New Yorkers fed up with the city's overcrowded, snail's-pace buses can perhaps indulge in some guarded optimism now that new MTA "czar" Jay Walder is promising to improve the system. Walder was formerly the transit guru in London, where, he says, "You carry nearly twice as many people in the bus system as you do on the Underground." In New York, the opposite is true, and Walder wants to change that while simultaneously reducing bus overcrowding. Is this guy crazy?

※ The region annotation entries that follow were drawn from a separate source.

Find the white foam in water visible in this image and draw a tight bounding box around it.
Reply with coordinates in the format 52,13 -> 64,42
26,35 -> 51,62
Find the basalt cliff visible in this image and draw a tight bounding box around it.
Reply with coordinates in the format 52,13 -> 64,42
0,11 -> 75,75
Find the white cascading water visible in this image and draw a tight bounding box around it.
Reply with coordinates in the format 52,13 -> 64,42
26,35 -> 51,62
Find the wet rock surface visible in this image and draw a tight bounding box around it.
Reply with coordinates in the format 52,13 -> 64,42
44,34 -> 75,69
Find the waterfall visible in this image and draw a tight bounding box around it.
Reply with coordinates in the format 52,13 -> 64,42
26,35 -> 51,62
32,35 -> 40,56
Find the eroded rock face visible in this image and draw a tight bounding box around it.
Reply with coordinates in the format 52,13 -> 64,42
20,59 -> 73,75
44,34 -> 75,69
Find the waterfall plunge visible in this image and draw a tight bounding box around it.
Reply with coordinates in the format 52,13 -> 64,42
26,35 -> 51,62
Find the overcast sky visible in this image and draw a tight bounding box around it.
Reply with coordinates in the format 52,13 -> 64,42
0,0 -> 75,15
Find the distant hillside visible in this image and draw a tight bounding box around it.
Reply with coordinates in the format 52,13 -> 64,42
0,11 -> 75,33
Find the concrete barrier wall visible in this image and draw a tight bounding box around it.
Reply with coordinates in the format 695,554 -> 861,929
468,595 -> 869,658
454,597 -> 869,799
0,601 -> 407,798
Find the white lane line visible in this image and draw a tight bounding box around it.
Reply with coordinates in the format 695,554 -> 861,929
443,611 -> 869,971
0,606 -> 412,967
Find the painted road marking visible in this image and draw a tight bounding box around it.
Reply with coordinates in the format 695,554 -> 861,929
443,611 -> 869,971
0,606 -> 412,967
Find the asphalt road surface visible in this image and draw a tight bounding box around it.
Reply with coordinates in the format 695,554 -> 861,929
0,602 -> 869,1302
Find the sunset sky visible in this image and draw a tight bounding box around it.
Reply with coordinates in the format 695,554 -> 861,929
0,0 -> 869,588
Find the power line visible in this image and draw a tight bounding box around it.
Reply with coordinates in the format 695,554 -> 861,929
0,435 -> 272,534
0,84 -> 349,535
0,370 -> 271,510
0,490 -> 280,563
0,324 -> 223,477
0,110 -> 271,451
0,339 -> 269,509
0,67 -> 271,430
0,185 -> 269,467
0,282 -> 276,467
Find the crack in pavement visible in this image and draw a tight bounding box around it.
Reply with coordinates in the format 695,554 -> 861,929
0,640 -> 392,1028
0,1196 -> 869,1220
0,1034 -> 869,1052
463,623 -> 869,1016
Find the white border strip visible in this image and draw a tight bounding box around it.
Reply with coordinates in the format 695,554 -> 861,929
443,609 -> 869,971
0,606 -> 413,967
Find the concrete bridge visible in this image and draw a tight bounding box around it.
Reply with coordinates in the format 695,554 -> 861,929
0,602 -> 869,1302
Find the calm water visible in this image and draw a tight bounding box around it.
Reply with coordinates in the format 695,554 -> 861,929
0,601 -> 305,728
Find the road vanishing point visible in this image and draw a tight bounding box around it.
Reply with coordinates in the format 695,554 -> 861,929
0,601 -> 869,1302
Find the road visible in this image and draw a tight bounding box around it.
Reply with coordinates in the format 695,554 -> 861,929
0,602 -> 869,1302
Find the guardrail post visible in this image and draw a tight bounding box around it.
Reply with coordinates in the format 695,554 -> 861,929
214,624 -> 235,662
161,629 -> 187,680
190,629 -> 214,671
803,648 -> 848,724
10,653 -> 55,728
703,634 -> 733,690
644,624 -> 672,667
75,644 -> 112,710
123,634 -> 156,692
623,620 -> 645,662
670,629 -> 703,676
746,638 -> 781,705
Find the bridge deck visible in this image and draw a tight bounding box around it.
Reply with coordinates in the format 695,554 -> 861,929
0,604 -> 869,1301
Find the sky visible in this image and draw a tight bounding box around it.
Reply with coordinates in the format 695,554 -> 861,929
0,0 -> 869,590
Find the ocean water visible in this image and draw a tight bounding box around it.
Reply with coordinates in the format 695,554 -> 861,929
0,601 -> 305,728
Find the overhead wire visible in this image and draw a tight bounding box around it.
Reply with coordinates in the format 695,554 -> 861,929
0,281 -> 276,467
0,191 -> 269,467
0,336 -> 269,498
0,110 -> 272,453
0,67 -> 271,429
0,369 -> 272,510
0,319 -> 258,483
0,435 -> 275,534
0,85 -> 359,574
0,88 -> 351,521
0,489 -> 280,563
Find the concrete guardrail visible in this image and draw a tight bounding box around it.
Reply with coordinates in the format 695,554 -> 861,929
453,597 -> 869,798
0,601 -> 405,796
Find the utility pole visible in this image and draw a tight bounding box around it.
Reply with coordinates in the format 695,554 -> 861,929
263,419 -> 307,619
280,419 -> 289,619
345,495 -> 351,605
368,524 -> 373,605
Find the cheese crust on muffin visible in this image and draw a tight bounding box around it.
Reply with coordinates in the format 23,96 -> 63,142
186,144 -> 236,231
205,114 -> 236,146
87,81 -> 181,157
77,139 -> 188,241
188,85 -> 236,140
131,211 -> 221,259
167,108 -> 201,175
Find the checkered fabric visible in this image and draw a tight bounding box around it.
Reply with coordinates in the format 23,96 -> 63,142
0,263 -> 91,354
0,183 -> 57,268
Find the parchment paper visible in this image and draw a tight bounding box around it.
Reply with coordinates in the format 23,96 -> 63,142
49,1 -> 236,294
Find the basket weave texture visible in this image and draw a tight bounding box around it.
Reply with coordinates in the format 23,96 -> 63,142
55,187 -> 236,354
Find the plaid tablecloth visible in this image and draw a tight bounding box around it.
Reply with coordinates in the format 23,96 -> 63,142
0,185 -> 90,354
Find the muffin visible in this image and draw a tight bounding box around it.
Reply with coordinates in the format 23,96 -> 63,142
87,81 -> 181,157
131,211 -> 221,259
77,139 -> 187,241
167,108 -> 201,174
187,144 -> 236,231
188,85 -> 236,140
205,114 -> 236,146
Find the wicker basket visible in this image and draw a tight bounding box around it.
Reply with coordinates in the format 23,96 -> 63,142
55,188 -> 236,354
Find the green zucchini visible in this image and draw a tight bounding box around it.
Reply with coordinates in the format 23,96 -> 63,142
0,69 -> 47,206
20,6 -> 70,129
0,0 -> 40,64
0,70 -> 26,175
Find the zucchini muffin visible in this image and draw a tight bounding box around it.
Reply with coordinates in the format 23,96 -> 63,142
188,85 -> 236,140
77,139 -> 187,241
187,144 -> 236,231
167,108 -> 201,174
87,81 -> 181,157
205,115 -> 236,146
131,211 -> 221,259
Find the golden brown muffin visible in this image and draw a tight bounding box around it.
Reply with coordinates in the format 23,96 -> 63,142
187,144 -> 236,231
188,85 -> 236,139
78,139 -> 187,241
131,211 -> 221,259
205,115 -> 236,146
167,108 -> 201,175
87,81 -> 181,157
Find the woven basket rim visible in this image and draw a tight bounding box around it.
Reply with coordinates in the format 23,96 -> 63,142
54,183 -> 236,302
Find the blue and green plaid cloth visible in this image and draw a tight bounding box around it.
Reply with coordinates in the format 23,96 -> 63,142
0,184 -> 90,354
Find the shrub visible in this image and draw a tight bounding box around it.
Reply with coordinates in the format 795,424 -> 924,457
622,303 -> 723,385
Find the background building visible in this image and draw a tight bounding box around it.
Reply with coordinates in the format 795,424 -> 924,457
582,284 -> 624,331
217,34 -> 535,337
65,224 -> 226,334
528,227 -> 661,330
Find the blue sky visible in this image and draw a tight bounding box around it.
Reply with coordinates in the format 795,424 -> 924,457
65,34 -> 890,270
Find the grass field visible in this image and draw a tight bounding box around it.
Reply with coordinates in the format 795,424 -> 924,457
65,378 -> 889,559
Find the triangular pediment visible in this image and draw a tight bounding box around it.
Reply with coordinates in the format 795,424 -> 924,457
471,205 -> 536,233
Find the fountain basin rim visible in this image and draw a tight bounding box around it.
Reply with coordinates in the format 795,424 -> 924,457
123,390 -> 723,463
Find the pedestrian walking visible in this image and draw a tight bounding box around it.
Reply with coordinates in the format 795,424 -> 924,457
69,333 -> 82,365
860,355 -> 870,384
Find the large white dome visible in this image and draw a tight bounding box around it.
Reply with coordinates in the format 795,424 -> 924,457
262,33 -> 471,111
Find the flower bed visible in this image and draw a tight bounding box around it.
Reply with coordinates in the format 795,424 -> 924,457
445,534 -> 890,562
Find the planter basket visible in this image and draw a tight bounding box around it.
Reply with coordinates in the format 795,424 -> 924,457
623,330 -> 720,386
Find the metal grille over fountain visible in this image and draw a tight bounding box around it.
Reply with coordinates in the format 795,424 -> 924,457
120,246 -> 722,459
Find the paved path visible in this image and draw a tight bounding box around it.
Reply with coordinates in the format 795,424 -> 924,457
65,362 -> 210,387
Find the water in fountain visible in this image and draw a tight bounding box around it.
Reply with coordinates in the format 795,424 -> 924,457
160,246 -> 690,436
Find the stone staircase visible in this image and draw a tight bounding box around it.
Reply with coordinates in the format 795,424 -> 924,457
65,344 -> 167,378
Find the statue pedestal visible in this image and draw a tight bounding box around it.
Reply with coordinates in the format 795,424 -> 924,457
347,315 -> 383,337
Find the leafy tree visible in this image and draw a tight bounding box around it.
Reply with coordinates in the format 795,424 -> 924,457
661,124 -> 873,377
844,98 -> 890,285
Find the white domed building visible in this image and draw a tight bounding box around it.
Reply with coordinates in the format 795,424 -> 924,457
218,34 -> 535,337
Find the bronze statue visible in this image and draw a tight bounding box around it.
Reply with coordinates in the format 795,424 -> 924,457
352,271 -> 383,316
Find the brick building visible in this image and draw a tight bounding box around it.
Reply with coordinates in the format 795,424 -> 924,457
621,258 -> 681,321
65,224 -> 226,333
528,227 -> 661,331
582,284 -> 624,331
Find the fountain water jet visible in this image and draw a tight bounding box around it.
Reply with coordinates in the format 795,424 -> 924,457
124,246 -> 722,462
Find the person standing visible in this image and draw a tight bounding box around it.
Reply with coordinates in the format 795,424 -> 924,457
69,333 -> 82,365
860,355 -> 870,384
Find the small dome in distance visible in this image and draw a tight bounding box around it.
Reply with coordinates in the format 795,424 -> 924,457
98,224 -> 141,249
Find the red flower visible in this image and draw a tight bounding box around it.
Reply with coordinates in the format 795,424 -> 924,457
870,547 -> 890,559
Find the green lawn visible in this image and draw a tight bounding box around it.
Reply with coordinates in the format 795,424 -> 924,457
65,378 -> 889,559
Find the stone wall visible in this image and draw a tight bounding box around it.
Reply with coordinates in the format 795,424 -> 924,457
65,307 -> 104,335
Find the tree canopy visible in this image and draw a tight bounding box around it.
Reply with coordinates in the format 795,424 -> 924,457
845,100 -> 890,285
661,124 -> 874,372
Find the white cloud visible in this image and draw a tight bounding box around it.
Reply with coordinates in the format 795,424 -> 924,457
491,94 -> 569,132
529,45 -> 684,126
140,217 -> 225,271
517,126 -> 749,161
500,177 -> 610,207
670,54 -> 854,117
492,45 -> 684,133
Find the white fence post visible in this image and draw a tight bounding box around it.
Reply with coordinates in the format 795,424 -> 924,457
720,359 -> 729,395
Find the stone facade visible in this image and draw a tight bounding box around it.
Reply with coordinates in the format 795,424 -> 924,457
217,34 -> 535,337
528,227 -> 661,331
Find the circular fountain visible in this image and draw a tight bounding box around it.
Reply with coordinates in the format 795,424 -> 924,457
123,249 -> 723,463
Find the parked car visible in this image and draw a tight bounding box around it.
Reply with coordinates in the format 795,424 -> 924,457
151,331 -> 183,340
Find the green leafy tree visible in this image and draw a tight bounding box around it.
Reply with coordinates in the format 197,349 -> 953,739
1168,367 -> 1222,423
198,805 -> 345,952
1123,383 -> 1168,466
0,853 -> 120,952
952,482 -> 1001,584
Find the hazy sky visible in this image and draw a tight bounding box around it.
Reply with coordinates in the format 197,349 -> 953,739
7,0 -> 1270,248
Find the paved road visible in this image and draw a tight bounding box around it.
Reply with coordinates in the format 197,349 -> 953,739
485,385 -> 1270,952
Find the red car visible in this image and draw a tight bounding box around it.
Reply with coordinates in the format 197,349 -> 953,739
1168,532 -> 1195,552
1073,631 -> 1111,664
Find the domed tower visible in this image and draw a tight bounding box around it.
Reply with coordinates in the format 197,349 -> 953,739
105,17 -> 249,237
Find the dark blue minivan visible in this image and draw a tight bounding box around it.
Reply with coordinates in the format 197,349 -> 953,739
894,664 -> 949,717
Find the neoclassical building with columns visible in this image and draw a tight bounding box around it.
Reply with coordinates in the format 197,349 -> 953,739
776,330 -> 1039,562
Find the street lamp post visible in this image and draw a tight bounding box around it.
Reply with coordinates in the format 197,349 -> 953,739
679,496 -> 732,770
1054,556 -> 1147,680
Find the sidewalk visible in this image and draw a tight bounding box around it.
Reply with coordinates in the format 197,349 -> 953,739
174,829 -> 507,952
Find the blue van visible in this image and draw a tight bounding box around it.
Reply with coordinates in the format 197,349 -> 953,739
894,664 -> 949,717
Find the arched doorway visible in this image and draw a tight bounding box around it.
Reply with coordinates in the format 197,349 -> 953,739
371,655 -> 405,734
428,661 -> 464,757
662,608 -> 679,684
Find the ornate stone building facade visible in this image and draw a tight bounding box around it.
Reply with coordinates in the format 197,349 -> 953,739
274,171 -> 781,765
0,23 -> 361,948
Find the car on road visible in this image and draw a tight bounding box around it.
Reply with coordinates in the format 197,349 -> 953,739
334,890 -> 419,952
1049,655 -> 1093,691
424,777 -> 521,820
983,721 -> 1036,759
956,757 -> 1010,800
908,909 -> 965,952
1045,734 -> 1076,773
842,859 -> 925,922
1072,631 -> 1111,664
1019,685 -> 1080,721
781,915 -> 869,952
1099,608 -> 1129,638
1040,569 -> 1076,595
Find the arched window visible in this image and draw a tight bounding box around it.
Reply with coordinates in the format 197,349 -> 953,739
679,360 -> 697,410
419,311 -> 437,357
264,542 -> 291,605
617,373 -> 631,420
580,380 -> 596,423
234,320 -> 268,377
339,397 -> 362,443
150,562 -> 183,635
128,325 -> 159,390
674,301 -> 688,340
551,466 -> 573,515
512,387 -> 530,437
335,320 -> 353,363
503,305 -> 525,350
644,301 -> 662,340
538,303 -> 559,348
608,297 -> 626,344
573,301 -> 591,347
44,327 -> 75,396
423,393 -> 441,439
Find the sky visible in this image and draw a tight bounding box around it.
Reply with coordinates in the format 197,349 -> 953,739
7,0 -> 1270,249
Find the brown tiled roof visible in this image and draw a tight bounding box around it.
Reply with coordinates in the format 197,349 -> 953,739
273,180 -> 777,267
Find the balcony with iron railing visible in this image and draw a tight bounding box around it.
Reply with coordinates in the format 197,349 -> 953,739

The Times recently rode the bus with Walder in Brooklyn, and, as a car parked in the bus-only lane forced the bus to merge into traffic, he explained his radical bus philosophy:

What I’d like you to think about is a train system with rubber-tire vehicles. We’re on a bus right now where every seat is full. How many people are on this bus? Seventy-five? But we haven’t prioritized this bus any differently than a car which has one person in it... If I put train tracks down the street, you wouldn’t park your car on them. If I said this is a bus lane, somehow it becomes fair game. One person’s use of a road impacts upon another person’s use of the road. My point is, if we have to make a choice, make the choice for the bus, not for the car.

Suck on that motorists! But how will Walder turn the beat around? As previously mentioned, he wants the city to impose stricter fines on bus-lane blockers, install cameras on buses to take photos of violators, and finance a public advertising campaign to educate the public about bus lanes. And in a pilot program on Fordham Road in the Bronx, buses can send signals to traffic lights to delay red signals, allowing a bus to make it through the intersection! Next up: tractor beams to toss cars out of the bus lanes.